From elementary age to high school, folks, that is the future talking.

The point being:

Everything in the Arena Football League has got to focus on reaching people with the news that Arena Football is here, has been for a long time, and is worth every minute of their time. 

It’s going to take a heck of a lot more than just a TV contract with ESPN.

There is a reason posters hang on the walls of children coast to coast. And notice that posters are hanging on the walls of stores, clubs and retail sports venues everywhere they exist.

Smell the coffee?

Passing it on

In the age of infinite choices, our youth culture still likes winning and winners. Boys and girls still like running around and having fun, but when it comes to sports, you just can’t dumb that down. 

You win, you lose, and for anyone involved with sports, losing is just another place to find hope in winning. That is why “repeating” is so important. 

In business, if you don’t repeat, you lose forever. There is no next year. 

The AFL is not meeting its potential.
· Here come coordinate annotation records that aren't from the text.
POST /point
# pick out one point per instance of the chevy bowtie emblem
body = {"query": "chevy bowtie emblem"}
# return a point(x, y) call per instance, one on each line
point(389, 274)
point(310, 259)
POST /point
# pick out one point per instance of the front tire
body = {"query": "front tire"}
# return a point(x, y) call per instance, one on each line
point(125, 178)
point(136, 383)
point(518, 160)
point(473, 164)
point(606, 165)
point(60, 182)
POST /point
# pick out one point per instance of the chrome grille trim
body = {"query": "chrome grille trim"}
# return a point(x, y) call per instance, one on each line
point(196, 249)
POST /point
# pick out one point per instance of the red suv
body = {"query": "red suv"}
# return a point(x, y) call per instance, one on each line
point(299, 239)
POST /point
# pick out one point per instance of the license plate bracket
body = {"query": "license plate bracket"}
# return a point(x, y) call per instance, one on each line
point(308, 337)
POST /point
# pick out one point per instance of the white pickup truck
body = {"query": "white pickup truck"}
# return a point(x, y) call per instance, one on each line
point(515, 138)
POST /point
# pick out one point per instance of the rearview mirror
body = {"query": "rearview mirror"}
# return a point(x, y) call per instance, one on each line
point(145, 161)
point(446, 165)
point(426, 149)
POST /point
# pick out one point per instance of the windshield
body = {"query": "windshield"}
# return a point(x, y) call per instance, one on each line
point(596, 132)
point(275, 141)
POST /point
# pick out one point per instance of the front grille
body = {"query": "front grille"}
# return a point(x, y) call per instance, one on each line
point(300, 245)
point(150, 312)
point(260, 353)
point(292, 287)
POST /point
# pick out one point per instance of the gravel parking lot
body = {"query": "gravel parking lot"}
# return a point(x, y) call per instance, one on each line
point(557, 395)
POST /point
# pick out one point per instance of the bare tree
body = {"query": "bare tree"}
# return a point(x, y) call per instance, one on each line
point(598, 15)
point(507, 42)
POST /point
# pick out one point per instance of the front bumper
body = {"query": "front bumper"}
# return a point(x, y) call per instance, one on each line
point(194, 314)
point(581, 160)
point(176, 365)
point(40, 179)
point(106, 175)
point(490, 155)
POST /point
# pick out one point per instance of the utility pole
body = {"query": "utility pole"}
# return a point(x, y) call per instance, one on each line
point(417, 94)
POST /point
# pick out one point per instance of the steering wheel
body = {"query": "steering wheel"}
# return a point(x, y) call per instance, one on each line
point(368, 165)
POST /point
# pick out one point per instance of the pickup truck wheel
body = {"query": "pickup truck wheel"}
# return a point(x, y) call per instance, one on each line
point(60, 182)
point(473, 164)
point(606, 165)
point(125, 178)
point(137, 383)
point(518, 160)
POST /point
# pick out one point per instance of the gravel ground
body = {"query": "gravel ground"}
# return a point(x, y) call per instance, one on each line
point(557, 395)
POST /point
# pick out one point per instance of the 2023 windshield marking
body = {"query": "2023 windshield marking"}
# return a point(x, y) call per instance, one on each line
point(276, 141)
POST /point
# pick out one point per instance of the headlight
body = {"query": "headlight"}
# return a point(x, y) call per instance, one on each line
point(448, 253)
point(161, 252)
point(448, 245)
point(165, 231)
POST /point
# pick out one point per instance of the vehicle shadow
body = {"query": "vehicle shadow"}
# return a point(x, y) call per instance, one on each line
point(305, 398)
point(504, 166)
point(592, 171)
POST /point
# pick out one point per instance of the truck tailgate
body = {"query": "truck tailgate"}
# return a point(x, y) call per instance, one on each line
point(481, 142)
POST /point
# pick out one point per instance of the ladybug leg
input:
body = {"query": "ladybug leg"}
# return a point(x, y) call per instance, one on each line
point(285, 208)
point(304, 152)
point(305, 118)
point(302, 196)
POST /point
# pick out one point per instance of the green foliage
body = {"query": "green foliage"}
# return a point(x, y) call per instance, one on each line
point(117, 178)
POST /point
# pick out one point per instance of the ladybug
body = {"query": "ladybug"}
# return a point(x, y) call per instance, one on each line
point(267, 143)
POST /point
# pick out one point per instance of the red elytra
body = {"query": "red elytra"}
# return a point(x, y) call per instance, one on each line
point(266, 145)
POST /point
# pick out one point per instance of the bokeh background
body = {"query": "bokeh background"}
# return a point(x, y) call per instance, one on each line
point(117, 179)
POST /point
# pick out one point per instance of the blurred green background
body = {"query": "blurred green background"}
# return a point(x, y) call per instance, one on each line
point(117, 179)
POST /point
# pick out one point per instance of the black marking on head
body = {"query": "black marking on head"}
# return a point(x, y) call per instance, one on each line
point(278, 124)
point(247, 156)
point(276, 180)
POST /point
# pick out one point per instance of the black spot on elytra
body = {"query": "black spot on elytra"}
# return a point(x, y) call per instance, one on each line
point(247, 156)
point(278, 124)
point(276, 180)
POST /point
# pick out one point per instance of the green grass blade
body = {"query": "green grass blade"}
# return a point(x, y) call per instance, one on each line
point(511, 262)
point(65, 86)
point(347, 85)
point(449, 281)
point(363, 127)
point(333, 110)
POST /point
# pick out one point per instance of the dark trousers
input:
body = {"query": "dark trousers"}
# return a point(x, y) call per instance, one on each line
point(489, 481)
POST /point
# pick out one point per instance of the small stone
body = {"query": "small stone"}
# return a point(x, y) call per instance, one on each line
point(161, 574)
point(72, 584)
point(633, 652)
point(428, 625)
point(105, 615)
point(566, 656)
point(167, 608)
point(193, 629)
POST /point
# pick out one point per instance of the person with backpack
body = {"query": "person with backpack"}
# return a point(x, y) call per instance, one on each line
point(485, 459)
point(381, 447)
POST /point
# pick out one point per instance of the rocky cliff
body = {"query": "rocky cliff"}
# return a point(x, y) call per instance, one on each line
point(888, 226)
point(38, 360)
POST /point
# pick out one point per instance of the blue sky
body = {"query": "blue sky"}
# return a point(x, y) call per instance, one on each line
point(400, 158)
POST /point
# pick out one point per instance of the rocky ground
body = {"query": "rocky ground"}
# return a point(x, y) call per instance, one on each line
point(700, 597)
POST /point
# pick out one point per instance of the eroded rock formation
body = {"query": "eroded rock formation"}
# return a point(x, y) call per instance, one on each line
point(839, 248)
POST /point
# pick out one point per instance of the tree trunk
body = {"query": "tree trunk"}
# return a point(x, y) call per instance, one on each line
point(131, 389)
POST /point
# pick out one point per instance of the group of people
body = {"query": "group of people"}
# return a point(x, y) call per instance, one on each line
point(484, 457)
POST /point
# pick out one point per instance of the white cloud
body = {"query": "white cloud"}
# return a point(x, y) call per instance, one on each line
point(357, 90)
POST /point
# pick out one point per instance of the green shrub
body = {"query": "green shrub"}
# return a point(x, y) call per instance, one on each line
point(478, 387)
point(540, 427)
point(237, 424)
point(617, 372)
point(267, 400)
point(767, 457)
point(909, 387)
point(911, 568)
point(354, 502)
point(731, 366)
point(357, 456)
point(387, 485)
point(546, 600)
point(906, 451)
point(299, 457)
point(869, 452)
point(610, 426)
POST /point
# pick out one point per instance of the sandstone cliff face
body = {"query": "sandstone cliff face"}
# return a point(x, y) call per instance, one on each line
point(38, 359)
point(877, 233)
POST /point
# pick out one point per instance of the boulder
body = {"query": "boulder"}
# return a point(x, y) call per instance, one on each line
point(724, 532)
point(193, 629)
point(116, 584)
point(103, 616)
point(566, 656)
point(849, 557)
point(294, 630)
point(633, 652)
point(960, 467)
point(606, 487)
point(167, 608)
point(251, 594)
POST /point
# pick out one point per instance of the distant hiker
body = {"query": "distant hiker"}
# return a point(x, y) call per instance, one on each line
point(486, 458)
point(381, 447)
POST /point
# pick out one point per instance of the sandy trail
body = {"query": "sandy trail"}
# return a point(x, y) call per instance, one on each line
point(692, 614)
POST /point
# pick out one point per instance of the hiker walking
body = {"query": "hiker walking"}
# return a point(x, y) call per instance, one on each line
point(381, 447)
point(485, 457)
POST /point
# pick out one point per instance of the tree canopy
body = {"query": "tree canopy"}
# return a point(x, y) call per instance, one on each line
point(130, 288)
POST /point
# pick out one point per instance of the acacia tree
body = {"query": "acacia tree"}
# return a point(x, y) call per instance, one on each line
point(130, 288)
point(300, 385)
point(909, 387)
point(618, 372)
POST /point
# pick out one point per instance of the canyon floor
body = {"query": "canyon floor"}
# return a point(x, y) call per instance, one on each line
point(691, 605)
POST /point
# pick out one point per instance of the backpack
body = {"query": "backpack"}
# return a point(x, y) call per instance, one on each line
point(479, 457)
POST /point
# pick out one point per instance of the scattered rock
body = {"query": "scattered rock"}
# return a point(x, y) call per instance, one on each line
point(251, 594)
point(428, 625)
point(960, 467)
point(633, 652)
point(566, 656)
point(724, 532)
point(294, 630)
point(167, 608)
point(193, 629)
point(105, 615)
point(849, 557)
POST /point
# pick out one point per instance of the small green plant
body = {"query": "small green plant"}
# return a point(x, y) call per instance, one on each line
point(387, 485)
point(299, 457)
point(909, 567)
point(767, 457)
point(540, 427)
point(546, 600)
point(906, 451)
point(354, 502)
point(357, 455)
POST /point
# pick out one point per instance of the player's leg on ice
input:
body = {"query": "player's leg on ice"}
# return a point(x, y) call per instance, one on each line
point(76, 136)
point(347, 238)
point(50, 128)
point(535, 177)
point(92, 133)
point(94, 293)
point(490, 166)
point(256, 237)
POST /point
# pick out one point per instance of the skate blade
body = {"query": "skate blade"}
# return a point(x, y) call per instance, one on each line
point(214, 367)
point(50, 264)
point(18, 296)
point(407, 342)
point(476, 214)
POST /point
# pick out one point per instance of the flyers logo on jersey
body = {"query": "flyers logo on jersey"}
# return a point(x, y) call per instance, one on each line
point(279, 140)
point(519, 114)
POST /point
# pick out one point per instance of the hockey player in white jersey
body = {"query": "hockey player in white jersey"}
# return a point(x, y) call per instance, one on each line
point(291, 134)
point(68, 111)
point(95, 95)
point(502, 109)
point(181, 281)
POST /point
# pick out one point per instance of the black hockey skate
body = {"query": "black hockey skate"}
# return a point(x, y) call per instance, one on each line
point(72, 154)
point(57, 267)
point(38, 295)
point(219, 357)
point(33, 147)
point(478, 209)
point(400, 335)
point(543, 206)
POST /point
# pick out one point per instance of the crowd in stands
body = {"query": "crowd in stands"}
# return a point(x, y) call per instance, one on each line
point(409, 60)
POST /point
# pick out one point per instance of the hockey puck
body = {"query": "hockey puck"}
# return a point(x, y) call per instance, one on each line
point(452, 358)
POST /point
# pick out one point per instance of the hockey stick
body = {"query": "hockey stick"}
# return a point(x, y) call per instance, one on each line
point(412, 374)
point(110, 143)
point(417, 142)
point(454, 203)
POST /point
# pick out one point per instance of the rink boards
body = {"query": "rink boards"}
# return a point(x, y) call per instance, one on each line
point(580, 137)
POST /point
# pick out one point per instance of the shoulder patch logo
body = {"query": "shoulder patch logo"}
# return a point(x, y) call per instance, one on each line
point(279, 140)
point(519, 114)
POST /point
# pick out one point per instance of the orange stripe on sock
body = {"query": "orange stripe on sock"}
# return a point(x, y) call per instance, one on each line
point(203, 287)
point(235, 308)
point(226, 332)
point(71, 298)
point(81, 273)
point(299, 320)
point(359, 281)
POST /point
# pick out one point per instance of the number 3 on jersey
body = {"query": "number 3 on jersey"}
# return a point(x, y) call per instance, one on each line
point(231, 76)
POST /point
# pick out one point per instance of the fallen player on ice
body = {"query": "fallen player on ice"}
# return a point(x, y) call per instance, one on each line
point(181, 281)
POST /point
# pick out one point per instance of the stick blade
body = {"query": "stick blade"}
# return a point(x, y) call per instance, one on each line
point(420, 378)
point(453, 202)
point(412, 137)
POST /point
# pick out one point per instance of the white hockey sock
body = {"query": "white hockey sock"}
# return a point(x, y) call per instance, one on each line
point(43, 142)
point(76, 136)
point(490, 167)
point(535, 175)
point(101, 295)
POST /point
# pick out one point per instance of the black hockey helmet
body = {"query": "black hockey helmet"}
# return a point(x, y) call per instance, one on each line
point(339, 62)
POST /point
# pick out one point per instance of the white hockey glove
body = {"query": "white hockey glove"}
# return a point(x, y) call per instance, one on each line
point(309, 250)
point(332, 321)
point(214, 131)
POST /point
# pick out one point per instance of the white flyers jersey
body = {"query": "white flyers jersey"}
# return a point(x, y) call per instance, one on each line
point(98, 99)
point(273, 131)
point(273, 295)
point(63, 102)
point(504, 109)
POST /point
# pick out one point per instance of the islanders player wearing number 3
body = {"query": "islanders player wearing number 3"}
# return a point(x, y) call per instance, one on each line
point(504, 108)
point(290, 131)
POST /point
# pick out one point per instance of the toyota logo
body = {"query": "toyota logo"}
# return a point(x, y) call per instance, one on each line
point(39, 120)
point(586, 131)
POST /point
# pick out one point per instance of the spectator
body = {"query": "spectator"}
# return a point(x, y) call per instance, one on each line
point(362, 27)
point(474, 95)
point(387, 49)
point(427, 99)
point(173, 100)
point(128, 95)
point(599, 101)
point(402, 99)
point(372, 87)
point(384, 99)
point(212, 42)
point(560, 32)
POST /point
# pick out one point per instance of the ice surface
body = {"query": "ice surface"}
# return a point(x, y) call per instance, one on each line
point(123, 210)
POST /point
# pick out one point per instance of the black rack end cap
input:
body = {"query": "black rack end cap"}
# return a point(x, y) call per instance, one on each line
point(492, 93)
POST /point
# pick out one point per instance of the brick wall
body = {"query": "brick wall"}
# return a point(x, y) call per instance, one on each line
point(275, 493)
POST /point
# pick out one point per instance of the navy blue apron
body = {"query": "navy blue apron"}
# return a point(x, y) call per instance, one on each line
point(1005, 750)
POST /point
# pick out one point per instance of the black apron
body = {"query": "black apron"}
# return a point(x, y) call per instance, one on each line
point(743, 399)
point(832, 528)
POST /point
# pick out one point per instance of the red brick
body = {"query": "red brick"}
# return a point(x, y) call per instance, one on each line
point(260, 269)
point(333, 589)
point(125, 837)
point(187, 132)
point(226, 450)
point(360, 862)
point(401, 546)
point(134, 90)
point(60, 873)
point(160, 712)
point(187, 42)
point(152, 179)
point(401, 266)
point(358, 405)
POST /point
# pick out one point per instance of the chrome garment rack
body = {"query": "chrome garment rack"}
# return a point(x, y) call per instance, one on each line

The “product” is there, but the words and deeds about the AFL are not.

How many of our sponsors have the AFL mentioned anywhere else but in the AFL?

I’ve been to the mall, sporting goods stores, (other places), and I have been out looking for a new car, I have not seen anything about the AFL highlighted by our sponsors in their world.

Comprende? Savvy? Understand . . . what I’m hinting at?

Meet and greet

Teams will succeed with a two-strategy.

Only two. 

They will have a solid committed “team” from ownership, to coaches and players and they will have a fan base that can be counted on.

Everything else flows from there. 

If anyone can show me any other way to succeed in sports, I’ll mention leagues we have forgotten already. I’ll have to research them, but believe me there are too many to count. 

We are Americans, and forget losers and losing faster than we do anything else.

Do you really need an MBA to know what succeeds and what fails in “business?”

It may not hurt, but you need passion, common sense and a good product driving those goals too. 

And seeing where the AFL is right now as a solid product, I would go with common sense and passion over an 8 x 10 hanging on the wall behind some suit-wearing businessman involved with the league. 

Arena Football is where it is because “someone” is not paying attention to “overall” success. The AFL is far too good not to be known far and wide, far more than it is today.

In the “business of sports,” nothing can beat a “product” that people desire to be involved in. The AFL is only a partial success story, but the plot has yet to be written in full.

The iPod has not changed human nature. Laptops and cell phones are only included in winning and losing. They can’t do anything to override natural law. 

And in football there is wining and there is losing. In-between winning and losing is only time and what you do with that time. Losing, is only an opportunity for losses to be contemplated and success to be the focus of all things future.

It all comes down to how you use the time given to you for success.

Winners use their time well. 

We need mention nothing else.


 
Tim Ball is a writer in the Chicagoland area. Married and father of three, his opinions on Arena Football reflects the positive aspect of the game as a family event second to none in pro sports.
The opinions expressed in the article above are only those of the writer, and do not necessarily reflect the thoughts, opinions, or official stance of ArenaFan Online or its staff, or the Arena Football League, or any AFL or af2 teams.